# Trolling motor question



## mr.whiskers (Jul 19, 2009)

Can anyone give me the ins and outs of wat is the best. I'm looking for power and drive time. It would be nice to be able to fish for at least 6 hrs with no problems. Sonar and auto pilot would be a plus but that depends on if I have to purchase extra accessories. I have a 18' jon n would want a bow mount. I had a 55lb thrust 12v on my last boat and with 2 batteries I was only getting 4 hrs tops n that's with keeping it only half throttle when I drive

Sent from my SPH-L900 using Ohub Campfire mobile app


----------



## polebender (Oct 29, 2011)

I would go with at least 74 lb. thrust with the size of your boat.
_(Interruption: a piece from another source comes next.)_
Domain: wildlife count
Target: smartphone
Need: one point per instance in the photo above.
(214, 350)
I would also go with 24 volt. The biggest mistake people make is buying a motor that does not have the proper power just to save money. But in the long run they'll spend more in batteries because they over work them. 
I would also invest in an onboard charger and charge your batteries as soon as get home. You will always have two fully charged batteries every time you go fishing. And with the 24 volt system you will be able to fish all day, even on windy days, with no problem.


----------



## Nate167 (May 1, 2009)

Minnkota with I pilot link. I got mine in the spring and have loved every minute of it. They are a little pricey but being able to control it with a remote from the back of the boat is worth the money 


Sent from my iPhone using Ohub Campfire


----------



## Tightlines (Jun 29, 2012)

Minn Kota Terrova 80 with i-pilot is a great unit. 2 good batteries should last most of the day. With the terrova you get the remote and foot pedal. Powerdrive units is one or the other.


----------



## OldSchool (Oct 18, 2006)

+1 on Tightlines comment. 
(Used a Powerdrive on a rental boat and didn't think very highly of the engineering on the bow mount set up.)


----------



## 68rocks (Aug 2, 2013)

I have a new Powerdrive V2 74lb/24v and it runs all day on a 17 ft Targa. I also got the Co-Pilot wireless accessory with the wireless remote and wireless foot pedal which do work at the same time. It comes with a detatchable corded foot pedal that will not work when the co-pilot is connected. Very happy with it! I also have an on board charger and charge it up every time I get home. I was looking at the Terrova also (which is also a great unit) but the Powerdrive was more in my budget. You are getting great advice so far!


----------